The water sector also holds an opportunity to be a major employment-creator in the economy. A number of international consulting and engineering firms have set up design centres in India. Pune, Delhi and Bangalore are emerging as hubs for back-end engineering and operations. The availability of good manpower in these locations is contributing to this growth. With sizeable water treatment, pumping and distribution infrastructure being created under JNNURM and other government schemes - there will be a need for good operation and maintenance manpower. We project that the water sector should generate about 1 million new jobs in the next 5 years.

Q. What are the biggest areas of concern for India's water ecosystem?

A. The reduced availability of fresh water and increasing ground water withdrawal is a matter of great concern. In parts of Gujarat, Rajasthan and Tamil Nadu, the annual per capita availability of water is less than 500 cubic metres, which is a critical level. The water reserves are depleting fast and no systemic efforts are being made to address the situation.

Water quality is also worsening rapidly. Fluoride, iron, arsenic, nitrate and salinity are afflicting ground water in various parts of the country. With ground water aquifers depleting, new geological structures are coming into play leading to mineral contamination. Increasing pollution from agriculture and industrial activity is also a matter of concern. Newer contaminants like pesticides, pharmaceutical byproducts and chemicals are coming to the fore.

Urban water supply and sanitation is another major challenge, as a major chunk of our population is moving to cities. With old and unattended distribution networks, unaccounted for water (UFW) in most Indian cities is 45 to 50 percent. Out of the total water treated and supplied from the plant, only about half reaches the metered users. Water security for natural and man-made disasters is low. In a recent international study of 50 major cities across the world, Delhi and Mumbai came at the bottom of the pack at 49th and 50th positions.

Q. What will be the size and scope of the water reuse market in India?

A. India is expected to be one of the top 5 markets for Water Reuse by 2019. Currently, there are around 800 water reuse plants in India. This number is projected to increase to 2,200 plants by 2019, worth a capex value of Rs 8,000 crore. The scope would include recycling of sewage from urban clusters for supplying to large industries/industrial estates. It would also include effluent recycling within industries like textiles, distilleries, pharmaceuticals and automotive.
The Namame Gange project and other initiatives for cleaning rivers, will also create opportunities for water reuse. As private partnership is being brought into these projects, the sustainability will improve with the creation of industrial and commercial markets for water reuse. Over 800 polluting industries along the banks of the Ganga river have been notified by the Pollution Control Board and have been mandated to install zero liquid discharge solutions.

Q. Which players will dominate the reuse market?  International  or  national... And who will stand to have an edge and why?

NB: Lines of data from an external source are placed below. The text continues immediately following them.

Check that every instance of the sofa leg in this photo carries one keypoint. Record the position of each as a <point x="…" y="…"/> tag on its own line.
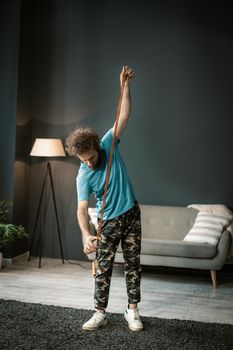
<point x="214" y="278"/>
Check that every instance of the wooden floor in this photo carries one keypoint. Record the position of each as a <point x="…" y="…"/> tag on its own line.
<point x="166" y="293"/>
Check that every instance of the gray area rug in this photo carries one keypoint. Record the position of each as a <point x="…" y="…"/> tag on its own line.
<point x="36" y="326"/>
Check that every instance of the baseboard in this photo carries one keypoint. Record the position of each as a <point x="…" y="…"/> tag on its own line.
<point x="9" y="261"/>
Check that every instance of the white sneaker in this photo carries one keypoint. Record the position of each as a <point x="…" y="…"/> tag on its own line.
<point x="133" y="319"/>
<point x="98" y="320"/>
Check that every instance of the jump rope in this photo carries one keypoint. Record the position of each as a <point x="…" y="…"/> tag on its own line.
<point x="95" y="261"/>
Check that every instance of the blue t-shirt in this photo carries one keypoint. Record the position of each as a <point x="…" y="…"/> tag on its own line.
<point x="120" y="195"/>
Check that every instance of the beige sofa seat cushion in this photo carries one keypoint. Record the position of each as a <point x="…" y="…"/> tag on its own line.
<point x="164" y="222"/>
<point x="176" y="248"/>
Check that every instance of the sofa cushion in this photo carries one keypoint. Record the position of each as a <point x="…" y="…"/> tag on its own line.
<point x="162" y="247"/>
<point x="164" y="222"/>
<point x="208" y="228"/>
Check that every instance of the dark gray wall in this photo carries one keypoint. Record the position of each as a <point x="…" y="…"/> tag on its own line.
<point x="9" y="43"/>
<point x="9" y="58"/>
<point x="177" y="145"/>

A. The water reuse will continue to be a fragmented one. No single player  -  national  or  international -  will ever dominate the sector. There is no technology edge or differentiation with any one player. Success will be determined by better project execution and financial strength, in case of public-private-partnerships. The larger municipal reuse market is dominated by players like Suez, Veolia, VA Tech Wabag, Toshiba, SPML and Enviro Control.  The industrial market is likely to be dominated by players like Ion Exchange, Thermax, Praj Engineering, Rochem, Fontus Water and Wipro Water. A number of regional and local players continue to have a high combined share of the market.

The edge will be with companies that have more energy-efficient and differentiated solutions, and with a stronger Operations and Maintenance (O&M) capability. Business model innovation like BOO and performance-based billing is likely to come in. A lot of private equity and other investment are coming into the water sector. This might lead to some consolidation in the medium term. Growing at over 16 per cent per annum, the overall sector presents a good opportunity for investors.